Improvement 1: Reusing the Velocity Topology

Concept:
Instead of building a new topology for each quantity (Density, Temperature, Fuel), reuse the topology that is already built for the Velocity field. Since all these quantities exist within the region defined by the Velocity field’s topology, We can directly fill this existing topology with new values instead of recreating it.

Pros:

• Reduced Overhead:
  Eliminates the costly creation of multiple topologies for each quantity. We generate the topology once (for Velocity) and reuse it.

Cons:

• Higher Memory Usage:
  The Velocity field topology might be more expansive (covering a larger area) than the other quantities. Filling this large topology with data for smaller fields wastes memory, as many entries will be zero (or simply unused).

When Useful:

• If the Velocity topology size is not overwhelmingly larger than that of the other fields, this approach can still be a net gain, trading some memory overhead for fewer topology-building steps.
• If we have ample GPU memory and the cost of building topologies is significantly high, this might be beneficial.

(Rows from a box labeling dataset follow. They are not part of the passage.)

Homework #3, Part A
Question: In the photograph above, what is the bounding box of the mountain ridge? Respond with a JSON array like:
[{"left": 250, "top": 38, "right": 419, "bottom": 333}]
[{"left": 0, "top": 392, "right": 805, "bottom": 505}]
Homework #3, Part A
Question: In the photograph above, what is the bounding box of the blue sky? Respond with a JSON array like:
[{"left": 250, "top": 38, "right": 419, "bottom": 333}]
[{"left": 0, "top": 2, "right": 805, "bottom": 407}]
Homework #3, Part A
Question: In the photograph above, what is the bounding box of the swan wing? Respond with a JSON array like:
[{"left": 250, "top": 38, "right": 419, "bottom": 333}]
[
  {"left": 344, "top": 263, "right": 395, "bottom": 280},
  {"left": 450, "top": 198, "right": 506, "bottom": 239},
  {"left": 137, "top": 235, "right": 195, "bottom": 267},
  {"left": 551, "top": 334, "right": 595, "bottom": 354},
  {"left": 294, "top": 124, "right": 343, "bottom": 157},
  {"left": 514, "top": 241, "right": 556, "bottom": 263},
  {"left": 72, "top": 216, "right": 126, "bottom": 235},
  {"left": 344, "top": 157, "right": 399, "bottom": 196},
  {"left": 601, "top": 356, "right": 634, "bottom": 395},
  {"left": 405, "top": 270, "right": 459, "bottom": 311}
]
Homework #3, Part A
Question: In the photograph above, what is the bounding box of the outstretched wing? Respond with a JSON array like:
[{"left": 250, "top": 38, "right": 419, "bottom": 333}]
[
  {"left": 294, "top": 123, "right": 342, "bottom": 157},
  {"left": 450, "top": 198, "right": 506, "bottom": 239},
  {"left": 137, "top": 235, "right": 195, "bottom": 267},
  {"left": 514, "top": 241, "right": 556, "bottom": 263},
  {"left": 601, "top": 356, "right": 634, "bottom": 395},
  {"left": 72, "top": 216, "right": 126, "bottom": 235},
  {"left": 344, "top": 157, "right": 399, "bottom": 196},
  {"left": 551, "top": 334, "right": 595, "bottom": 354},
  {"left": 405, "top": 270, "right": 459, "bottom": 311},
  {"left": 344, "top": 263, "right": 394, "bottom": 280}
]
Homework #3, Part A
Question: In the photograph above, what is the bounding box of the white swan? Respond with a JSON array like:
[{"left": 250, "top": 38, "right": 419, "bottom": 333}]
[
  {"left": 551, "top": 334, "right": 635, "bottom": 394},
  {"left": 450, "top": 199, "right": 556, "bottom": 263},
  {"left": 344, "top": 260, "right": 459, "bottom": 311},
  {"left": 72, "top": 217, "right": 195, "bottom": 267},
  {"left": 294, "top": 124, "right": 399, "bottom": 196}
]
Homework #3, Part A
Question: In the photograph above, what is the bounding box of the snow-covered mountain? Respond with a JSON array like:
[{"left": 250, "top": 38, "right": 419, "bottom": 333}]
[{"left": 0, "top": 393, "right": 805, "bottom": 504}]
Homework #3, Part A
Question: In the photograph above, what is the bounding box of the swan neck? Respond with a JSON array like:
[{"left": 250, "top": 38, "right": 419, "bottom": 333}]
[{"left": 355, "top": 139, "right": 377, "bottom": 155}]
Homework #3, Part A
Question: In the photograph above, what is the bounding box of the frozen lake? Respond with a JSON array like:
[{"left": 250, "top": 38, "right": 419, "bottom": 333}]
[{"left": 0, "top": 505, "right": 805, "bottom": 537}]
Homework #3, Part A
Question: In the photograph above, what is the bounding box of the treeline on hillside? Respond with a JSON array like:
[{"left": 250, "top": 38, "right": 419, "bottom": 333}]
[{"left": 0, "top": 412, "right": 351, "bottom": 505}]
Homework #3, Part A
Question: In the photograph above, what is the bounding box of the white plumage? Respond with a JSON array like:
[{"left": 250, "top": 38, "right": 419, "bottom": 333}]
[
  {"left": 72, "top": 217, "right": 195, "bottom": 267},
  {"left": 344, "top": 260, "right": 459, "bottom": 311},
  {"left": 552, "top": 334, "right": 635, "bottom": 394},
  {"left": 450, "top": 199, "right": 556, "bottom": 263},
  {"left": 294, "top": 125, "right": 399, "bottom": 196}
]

Improvement 2: Using the Vector Field Topology as an Index Grid

Concept:
Instead of directly placing values into the reused topology, the Velocity field’s topology could store references (offsets) into a separate Value* array. Essentially, the topology becomes an indirect indexing structure. The <Coord*, Value*> pairs for each quantity are mapped onto the Velocity topology, and indices (or offsets) are stored instead of actual data values.

Pros:

• Memory Efficiency at the Topology Level:
  The topology itself holds only indices (small integers) rather than full floating-point values, potentially reducing the memory footprint of the topology structure.

Cons:

• Sparse Value Arrays:
  The value arrays still need to align with the topology, meaning we may end up with large arrays filled mostly with zeros to match the coordinate space of the Velocity topology.
• Data Access Complexity:
  Every lookup now involves an extra level of indirection (topology -> offset -> value), adding complexity and potentially extra overhead at runtime.